Is there a rule when we must use the Unicode types?
I have seen that most of the European languages (German, Italian, English, ...) are fine in the same database in VARCHAR columns.
I am looking for something like:
- If you have Chinese --> use NVARCHAR
- If you have German and Arabic --> use NVARCHAR
What about the collation of the server/database?
I don't want to use always NVARCHAR like suggested here
What are the main performance differences between varchar and nvarchar SQL Server data types?
The real reason you want to use NVARCHAR is when you have different languages in the same column, you need to address the columns in T-SQL without decoding, you want to be able to see the data "natively" in SSMS, or you want to standardize on Unicode.
If you treat the database as dumb storage, it is perfectly possible to store wide strings and different (even variable-length) encodings in VARCHAR (for instance UTF-8). The problem comes when you are attempting to encode and decode, especially if the code page is different for different rows. It also means that the SQL Server will not be able to deal with the data easily for purposes of querying within T-SQL on (potentially variably) encoded columns.
Using NVARCHAR avoids all this.
I would recommend NVARCHAR for any column which will have user-entered data in it which is relatively unconstrained.
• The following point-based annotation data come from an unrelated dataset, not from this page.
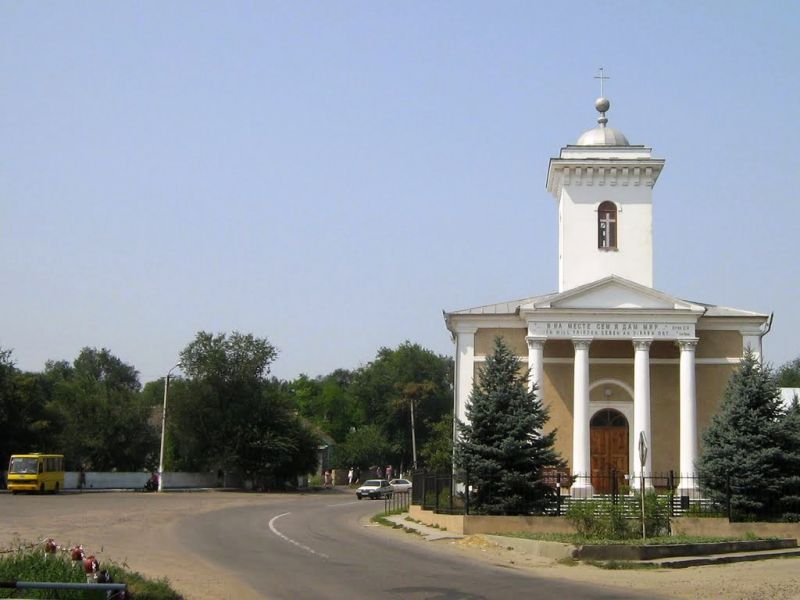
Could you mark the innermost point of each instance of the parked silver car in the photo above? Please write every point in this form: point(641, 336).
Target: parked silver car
point(400, 485)
point(375, 488)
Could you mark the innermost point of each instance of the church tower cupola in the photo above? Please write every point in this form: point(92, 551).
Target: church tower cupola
point(604, 188)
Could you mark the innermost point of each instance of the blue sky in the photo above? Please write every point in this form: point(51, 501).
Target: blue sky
point(331, 175)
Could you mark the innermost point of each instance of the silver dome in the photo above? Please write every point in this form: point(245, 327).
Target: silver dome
point(603, 136)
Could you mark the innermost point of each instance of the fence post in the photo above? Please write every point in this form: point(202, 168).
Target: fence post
point(728, 494)
point(614, 491)
point(466, 491)
point(558, 494)
point(671, 485)
point(452, 490)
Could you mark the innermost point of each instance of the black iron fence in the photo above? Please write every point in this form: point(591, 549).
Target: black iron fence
point(398, 501)
point(455, 493)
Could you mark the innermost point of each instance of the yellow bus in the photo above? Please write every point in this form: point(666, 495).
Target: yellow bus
point(35, 473)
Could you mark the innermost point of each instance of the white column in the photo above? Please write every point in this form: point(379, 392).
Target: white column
point(465, 368)
point(581, 459)
point(641, 409)
point(536, 364)
point(688, 417)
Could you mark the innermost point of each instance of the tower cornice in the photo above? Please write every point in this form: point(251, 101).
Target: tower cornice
point(596, 171)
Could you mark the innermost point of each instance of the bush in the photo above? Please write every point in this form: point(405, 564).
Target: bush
point(25, 564)
point(599, 519)
point(656, 514)
point(603, 520)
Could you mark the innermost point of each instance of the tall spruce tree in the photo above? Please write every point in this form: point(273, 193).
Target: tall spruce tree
point(742, 453)
point(790, 463)
point(502, 447)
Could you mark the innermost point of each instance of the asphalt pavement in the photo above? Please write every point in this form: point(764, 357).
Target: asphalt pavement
point(322, 545)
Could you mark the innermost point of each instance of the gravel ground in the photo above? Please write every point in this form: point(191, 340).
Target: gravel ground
point(139, 530)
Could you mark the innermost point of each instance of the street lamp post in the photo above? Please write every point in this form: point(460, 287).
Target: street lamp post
point(164, 430)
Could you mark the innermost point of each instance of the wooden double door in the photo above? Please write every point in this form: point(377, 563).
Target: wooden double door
point(609, 449)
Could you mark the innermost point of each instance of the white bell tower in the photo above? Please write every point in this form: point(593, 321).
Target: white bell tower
point(604, 188)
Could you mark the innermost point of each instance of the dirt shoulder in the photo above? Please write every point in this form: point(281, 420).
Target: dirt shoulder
point(134, 529)
point(775, 578)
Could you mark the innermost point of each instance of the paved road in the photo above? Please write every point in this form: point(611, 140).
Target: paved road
point(317, 546)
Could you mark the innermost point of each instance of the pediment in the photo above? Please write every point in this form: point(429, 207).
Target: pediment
point(615, 293)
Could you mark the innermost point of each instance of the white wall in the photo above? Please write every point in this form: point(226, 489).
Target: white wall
point(581, 260)
point(789, 394)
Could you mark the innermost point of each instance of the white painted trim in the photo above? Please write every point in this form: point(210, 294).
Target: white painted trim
point(653, 361)
point(609, 381)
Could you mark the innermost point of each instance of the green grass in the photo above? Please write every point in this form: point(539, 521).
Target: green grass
point(26, 564)
point(574, 538)
point(619, 565)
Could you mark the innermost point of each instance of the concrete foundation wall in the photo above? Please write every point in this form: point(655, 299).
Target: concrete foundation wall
point(473, 524)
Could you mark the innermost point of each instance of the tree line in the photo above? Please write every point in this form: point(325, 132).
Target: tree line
point(226, 412)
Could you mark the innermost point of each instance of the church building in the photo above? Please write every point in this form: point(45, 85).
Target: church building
point(616, 361)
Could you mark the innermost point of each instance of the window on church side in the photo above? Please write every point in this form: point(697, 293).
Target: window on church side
point(607, 226)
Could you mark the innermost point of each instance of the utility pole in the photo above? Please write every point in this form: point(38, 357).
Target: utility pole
point(413, 436)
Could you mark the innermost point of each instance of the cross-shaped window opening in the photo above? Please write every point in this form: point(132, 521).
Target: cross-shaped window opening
point(607, 225)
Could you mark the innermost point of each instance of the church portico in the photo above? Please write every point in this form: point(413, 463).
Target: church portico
point(610, 356)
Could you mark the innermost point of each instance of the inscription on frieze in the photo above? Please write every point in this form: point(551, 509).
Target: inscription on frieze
point(620, 329)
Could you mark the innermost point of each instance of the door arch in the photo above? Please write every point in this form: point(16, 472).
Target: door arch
point(609, 449)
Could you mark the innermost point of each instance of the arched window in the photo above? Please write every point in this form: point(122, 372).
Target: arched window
point(607, 225)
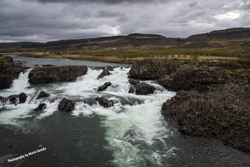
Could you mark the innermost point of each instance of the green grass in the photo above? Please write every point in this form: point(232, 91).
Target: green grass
point(4, 59)
point(151, 53)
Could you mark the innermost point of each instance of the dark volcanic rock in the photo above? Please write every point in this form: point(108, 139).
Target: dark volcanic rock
point(192, 77)
point(144, 89)
point(2, 100)
point(5, 81)
point(133, 81)
point(148, 69)
point(8, 72)
point(104, 87)
point(13, 99)
point(66, 105)
point(222, 112)
point(131, 89)
point(104, 102)
point(55, 74)
point(104, 73)
point(110, 68)
point(42, 94)
point(41, 107)
point(22, 97)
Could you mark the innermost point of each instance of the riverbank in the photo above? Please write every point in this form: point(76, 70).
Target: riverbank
point(130, 132)
point(212, 97)
point(126, 57)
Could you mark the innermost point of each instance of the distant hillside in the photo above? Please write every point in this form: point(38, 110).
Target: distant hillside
point(214, 39)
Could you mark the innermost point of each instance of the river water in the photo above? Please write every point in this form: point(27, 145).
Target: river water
point(131, 133)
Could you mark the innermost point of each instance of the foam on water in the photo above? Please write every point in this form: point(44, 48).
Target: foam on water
point(134, 127)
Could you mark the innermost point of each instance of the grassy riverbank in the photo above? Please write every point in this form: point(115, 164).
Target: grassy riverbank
point(129, 56)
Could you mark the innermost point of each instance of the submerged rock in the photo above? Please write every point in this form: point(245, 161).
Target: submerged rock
point(110, 68)
point(131, 89)
point(104, 73)
point(66, 105)
point(104, 102)
point(14, 99)
point(148, 69)
point(42, 94)
point(192, 77)
point(55, 74)
point(41, 107)
point(104, 87)
point(144, 89)
point(8, 72)
point(133, 81)
point(222, 112)
point(22, 97)
point(2, 100)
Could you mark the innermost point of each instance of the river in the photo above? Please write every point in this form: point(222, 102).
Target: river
point(131, 133)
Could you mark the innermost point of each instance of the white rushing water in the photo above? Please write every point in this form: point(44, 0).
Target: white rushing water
point(135, 130)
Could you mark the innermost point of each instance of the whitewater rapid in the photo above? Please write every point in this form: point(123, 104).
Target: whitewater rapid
point(135, 129)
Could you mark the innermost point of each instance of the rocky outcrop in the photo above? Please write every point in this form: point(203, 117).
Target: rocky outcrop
point(41, 107)
point(133, 81)
point(104, 87)
point(104, 73)
point(42, 94)
point(104, 102)
point(66, 105)
point(2, 100)
point(15, 99)
point(144, 89)
point(110, 68)
point(188, 77)
point(55, 74)
point(148, 69)
point(222, 112)
point(8, 72)
point(229, 34)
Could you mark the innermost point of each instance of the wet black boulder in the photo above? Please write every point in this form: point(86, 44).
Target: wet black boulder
point(104, 87)
point(42, 94)
point(144, 89)
point(41, 107)
point(66, 105)
point(104, 102)
point(56, 74)
point(14, 99)
point(104, 73)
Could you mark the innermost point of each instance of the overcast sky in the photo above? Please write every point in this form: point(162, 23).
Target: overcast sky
point(49, 20)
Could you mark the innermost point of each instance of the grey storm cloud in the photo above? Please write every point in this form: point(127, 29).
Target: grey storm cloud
point(47, 20)
point(97, 1)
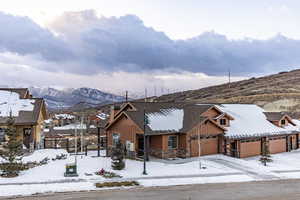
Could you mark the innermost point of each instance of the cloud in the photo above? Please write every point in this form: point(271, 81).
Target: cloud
point(83, 43)
point(20, 71)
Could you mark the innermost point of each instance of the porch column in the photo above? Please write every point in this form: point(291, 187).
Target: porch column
point(147, 147)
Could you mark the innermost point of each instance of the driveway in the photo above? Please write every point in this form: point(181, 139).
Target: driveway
point(264, 190)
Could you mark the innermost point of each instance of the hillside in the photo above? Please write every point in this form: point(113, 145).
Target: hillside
point(279, 92)
point(80, 97)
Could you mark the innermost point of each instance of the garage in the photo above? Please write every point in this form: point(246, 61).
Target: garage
point(209, 146)
point(277, 145)
point(250, 148)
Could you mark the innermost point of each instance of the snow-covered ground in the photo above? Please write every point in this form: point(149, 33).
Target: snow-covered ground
point(50, 177)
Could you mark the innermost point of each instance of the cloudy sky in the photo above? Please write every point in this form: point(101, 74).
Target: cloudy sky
point(168, 45)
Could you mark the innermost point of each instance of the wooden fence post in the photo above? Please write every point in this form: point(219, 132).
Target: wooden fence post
point(68, 145)
point(55, 143)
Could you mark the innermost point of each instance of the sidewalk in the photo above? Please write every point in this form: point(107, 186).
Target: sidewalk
point(125, 179)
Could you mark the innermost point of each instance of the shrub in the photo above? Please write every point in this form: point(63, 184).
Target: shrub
point(117, 184)
point(107, 174)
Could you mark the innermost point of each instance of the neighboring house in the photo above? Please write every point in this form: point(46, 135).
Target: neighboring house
point(63, 119)
point(174, 129)
point(29, 114)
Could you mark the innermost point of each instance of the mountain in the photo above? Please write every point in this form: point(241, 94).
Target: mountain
point(67, 98)
point(278, 92)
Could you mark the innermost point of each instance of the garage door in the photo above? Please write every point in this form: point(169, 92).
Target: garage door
point(277, 145)
point(208, 146)
point(250, 149)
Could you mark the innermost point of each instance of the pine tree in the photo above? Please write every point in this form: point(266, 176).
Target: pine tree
point(117, 157)
point(11, 152)
point(265, 156)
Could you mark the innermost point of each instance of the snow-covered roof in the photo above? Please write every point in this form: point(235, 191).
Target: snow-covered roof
point(48, 121)
point(166, 120)
point(11, 102)
point(250, 121)
point(64, 116)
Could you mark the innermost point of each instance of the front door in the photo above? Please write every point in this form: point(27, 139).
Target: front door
point(27, 137)
point(233, 148)
point(140, 146)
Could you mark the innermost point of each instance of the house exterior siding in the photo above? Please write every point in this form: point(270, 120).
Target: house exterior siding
point(209, 137)
point(127, 130)
point(248, 149)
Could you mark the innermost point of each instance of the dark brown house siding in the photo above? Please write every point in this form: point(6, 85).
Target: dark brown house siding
point(251, 148)
point(277, 145)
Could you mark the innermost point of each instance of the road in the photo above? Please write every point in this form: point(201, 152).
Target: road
point(264, 190)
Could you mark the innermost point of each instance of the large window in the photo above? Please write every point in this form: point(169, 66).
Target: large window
point(172, 142)
point(116, 139)
point(223, 122)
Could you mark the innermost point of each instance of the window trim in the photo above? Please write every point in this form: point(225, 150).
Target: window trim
point(223, 120)
point(171, 147)
point(114, 135)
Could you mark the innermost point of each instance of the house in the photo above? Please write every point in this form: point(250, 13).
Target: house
point(29, 114)
point(252, 127)
point(189, 130)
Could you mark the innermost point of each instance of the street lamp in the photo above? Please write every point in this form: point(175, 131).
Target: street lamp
point(145, 143)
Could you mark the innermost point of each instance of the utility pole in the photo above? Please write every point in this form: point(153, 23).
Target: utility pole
point(98, 139)
point(76, 143)
point(81, 135)
point(126, 96)
point(229, 77)
point(145, 142)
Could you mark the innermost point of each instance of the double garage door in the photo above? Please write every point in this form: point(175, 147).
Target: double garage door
point(208, 146)
point(253, 148)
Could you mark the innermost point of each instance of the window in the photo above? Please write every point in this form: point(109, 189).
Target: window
point(27, 131)
point(172, 142)
point(116, 139)
point(2, 135)
point(223, 122)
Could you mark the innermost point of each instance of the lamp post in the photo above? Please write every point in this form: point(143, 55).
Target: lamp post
point(145, 143)
point(98, 140)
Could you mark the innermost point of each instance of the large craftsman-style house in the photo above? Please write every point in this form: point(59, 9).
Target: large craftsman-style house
point(190, 130)
point(29, 114)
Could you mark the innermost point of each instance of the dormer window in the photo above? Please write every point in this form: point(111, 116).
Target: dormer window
point(223, 122)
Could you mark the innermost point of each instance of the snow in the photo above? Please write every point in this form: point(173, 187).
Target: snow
point(196, 180)
point(103, 116)
point(11, 102)
point(250, 120)
point(166, 119)
point(49, 178)
point(70, 126)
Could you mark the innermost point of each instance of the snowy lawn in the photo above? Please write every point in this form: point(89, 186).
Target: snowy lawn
point(88, 165)
point(287, 161)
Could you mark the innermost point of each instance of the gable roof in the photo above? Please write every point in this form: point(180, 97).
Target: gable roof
point(23, 92)
point(24, 111)
point(168, 117)
point(277, 116)
point(250, 121)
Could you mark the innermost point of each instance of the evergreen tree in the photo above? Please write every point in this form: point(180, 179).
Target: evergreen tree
point(11, 152)
point(265, 155)
point(117, 157)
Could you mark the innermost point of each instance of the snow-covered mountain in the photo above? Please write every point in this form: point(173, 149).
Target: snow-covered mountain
point(66, 98)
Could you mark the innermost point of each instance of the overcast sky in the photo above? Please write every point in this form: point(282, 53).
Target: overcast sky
point(132, 44)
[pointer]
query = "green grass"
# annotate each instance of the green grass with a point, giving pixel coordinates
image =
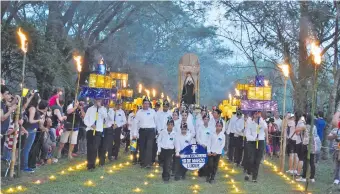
(128, 178)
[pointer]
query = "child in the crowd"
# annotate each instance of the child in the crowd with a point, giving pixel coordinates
(182, 140)
(335, 135)
(214, 149)
(305, 142)
(57, 93)
(166, 146)
(203, 136)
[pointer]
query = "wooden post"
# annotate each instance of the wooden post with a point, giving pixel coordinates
(15, 134)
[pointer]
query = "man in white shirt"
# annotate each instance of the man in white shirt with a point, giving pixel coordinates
(94, 121)
(232, 140)
(255, 133)
(238, 137)
(146, 123)
(119, 120)
(161, 124)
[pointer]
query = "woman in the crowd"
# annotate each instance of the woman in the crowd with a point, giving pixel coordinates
(306, 140)
(177, 120)
(255, 132)
(215, 146)
(182, 140)
(203, 135)
(31, 124)
(300, 125)
(334, 136)
(185, 119)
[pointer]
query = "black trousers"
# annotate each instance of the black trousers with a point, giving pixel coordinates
(134, 154)
(204, 170)
(180, 171)
(146, 138)
(106, 144)
(238, 149)
(305, 163)
(35, 150)
(167, 155)
(213, 166)
(93, 142)
(254, 157)
(154, 153)
(116, 140)
(231, 147)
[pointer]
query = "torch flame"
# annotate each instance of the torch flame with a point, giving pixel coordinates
(153, 92)
(266, 83)
(316, 52)
(140, 87)
(237, 92)
(23, 40)
(78, 61)
(285, 69)
(147, 92)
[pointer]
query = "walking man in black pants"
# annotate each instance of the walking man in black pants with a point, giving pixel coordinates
(146, 123)
(94, 121)
(119, 120)
(255, 133)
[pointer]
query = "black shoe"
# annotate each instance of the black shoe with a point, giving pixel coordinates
(246, 178)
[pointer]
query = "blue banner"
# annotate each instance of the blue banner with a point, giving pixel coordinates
(193, 157)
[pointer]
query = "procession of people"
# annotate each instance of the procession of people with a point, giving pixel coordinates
(157, 135)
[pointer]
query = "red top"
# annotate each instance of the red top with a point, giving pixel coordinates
(53, 100)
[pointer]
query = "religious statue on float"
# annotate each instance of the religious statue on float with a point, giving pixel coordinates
(188, 91)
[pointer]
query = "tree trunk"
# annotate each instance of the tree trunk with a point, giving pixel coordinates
(333, 94)
(305, 70)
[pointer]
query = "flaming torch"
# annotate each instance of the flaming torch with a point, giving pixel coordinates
(140, 87)
(285, 71)
(78, 62)
(24, 48)
(316, 61)
(153, 93)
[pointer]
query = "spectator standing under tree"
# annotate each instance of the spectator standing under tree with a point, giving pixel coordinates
(57, 93)
(6, 112)
(320, 124)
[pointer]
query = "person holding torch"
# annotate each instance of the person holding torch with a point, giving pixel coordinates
(255, 134)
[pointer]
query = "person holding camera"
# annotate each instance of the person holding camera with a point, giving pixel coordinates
(74, 110)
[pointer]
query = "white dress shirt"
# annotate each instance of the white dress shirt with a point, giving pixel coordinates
(161, 119)
(216, 143)
(177, 126)
(251, 129)
(239, 127)
(231, 126)
(182, 141)
(212, 124)
(145, 119)
(299, 137)
(278, 122)
(90, 118)
(166, 140)
(203, 135)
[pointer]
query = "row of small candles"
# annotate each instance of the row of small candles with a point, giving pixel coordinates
(74, 168)
(298, 186)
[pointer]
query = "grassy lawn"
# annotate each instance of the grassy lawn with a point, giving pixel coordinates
(128, 178)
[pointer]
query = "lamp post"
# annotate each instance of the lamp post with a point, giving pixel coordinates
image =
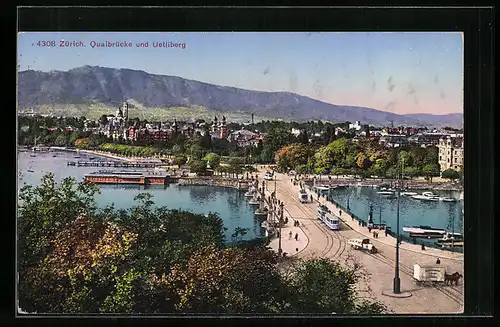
(397, 281)
(280, 220)
(275, 177)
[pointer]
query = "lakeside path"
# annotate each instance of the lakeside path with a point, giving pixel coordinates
(319, 241)
(112, 156)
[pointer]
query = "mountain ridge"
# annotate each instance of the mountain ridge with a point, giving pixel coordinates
(111, 86)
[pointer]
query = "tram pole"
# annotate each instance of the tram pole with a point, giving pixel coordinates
(280, 220)
(397, 280)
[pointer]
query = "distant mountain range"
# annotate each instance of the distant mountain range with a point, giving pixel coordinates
(111, 87)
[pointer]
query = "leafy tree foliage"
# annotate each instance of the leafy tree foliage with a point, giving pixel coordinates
(450, 174)
(75, 258)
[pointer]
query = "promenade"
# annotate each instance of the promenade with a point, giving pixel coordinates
(316, 240)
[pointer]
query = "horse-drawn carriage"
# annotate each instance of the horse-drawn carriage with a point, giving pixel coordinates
(433, 275)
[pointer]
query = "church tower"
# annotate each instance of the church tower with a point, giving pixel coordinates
(223, 128)
(125, 109)
(215, 124)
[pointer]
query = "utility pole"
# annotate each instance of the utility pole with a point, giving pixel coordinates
(281, 219)
(397, 281)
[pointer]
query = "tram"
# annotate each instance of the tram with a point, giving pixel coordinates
(327, 217)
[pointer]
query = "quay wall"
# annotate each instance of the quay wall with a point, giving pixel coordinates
(415, 185)
(211, 181)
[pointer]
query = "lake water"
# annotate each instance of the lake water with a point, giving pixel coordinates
(229, 203)
(446, 215)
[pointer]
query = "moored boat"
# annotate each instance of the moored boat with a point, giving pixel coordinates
(447, 199)
(426, 196)
(251, 192)
(450, 244)
(451, 237)
(303, 197)
(253, 201)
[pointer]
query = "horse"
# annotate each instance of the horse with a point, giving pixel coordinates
(452, 278)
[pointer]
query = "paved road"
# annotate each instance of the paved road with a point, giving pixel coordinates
(316, 240)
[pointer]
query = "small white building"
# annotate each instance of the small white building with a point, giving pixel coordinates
(296, 131)
(356, 125)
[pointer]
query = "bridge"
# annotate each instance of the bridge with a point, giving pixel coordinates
(115, 164)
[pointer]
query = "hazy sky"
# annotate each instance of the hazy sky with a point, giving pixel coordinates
(396, 72)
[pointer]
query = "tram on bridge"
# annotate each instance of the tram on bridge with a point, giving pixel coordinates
(328, 217)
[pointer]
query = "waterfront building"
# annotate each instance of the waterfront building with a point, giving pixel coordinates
(357, 126)
(296, 131)
(245, 138)
(426, 139)
(451, 152)
(218, 128)
(393, 141)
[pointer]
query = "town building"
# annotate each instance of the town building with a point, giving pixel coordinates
(218, 128)
(426, 139)
(451, 152)
(357, 126)
(393, 141)
(296, 131)
(245, 138)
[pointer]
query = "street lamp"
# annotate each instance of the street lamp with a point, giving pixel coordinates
(281, 219)
(397, 281)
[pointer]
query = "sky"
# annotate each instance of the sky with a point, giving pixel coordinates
(398, 72)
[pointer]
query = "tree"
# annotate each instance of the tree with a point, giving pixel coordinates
(44, 212)
(450, 174)
(180, 160)
(303, 137)
(103, 120)
(338, 171)
(361, 161)
(213, 159)
(430, 170)
(198, 166)
(224, 281)
(324, 286)
(83, 143)
(206, 141)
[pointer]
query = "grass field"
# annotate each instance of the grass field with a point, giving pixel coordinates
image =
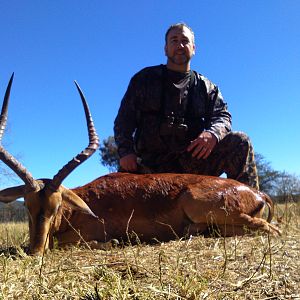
(248, 267)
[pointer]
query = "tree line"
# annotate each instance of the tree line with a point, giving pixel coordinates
(280, 185)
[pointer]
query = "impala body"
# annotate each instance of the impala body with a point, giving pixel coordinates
(123, 205)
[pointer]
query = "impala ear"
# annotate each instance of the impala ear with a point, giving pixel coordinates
(76, 202)
(11, 194)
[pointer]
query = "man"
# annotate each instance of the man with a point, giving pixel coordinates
(173, 119)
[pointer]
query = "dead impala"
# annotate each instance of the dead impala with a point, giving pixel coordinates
(151, 206)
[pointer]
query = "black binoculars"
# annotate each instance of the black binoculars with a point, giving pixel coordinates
(173, 125)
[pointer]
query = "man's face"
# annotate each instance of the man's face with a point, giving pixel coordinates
(180, 46)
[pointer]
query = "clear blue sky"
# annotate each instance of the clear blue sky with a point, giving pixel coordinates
(250, 48)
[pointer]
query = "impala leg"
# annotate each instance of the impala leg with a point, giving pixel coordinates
(245, 223)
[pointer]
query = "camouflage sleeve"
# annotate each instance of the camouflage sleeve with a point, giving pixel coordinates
(219, 118)
(125, 122)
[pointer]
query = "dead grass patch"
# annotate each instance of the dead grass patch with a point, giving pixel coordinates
(248, 267)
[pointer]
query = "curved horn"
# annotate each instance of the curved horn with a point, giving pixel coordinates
(3, 117)
(86, 153)
(6, 157)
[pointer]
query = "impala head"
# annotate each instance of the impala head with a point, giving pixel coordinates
(44, 197)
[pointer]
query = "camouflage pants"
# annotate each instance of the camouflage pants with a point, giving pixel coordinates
(233, 155)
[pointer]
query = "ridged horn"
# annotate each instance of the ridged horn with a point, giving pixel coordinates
(86, 153)
(5, 156)
(4, 110)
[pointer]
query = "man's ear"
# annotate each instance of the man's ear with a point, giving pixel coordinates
(76, 202)
(11, 194)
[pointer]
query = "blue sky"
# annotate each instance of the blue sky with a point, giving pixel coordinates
(249, 48)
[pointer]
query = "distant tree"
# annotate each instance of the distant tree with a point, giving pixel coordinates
(287, 187)
(109, 154)
(271, 181)
(266, 174)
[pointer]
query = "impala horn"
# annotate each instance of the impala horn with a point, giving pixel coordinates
(86, 153)
(6, 157)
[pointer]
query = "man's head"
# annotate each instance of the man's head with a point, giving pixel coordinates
(179, 47)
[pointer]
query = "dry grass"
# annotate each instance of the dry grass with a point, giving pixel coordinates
(249, 267)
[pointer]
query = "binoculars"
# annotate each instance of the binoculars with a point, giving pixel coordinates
(173, 125)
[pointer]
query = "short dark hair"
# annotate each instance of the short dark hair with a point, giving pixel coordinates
(179, 25)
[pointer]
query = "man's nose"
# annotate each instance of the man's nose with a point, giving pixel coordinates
(180, 45)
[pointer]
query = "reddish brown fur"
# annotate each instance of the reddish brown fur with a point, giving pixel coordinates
(162, 207)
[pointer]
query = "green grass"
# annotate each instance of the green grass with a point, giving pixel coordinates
(248, 267)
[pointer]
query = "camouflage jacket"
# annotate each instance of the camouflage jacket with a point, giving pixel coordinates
(138, 122)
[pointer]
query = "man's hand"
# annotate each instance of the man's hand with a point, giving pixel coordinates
(129, 162)
(202, 146)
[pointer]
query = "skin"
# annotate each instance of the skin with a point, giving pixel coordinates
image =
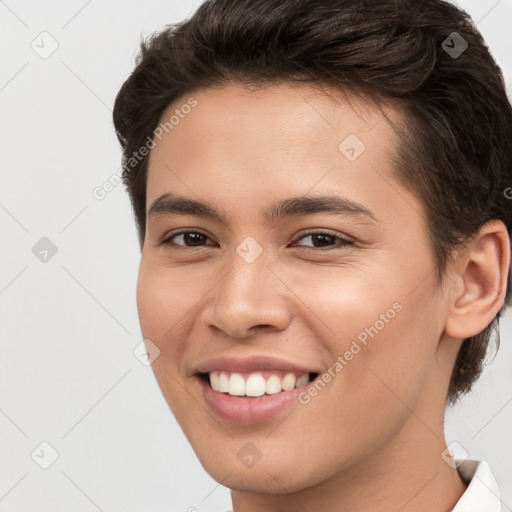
(372, 439)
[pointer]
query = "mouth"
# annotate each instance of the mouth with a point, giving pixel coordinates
(255, 384)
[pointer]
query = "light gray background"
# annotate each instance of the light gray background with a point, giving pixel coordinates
(68, 326)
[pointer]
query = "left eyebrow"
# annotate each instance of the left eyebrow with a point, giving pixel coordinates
(171, 204)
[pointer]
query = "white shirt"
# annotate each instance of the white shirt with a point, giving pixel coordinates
(482, 494)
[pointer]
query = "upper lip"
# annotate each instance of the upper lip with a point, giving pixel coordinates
(248, 364)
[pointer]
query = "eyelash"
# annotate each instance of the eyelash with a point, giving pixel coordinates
(344, 241)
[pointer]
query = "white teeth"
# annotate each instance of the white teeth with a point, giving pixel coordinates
(273, 385)
(303, 379)
(223, 382)
(255, 385)
(236, 385)
(288, 382)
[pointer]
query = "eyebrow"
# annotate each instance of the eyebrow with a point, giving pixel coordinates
(171, 204)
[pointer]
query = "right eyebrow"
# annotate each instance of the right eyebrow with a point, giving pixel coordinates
(170, 204)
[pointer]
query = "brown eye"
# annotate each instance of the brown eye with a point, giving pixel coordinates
(187, 238)
(324, 239)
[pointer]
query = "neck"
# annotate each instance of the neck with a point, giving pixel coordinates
(406, 474)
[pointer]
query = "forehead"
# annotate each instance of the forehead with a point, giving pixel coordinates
(238, 142)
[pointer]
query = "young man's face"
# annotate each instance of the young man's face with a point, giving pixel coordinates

I would recommend VARCHAR for any column which is a natural key (like a vehicle license plate, SSN, serial number, service tag, order number, airport callsign, etc) which is typically defined and constrained by a standard or legislation or convention. Also VARCHAR for user-entered, and very constrained (like a phone number) or a code (ACTIVE/CLOSED, Y/N, M/F, M/S/D/W, etc). There is absolutely no reason to use NVARCHAR for those.
So for a simple rule:
VARCHAR when guaranteed to be constrained
NVARCHAR otherwise
You should use NVARCHAR anytime you have to store multiple languages. I believe you have to use it for the Asian languages but don't quote me on it.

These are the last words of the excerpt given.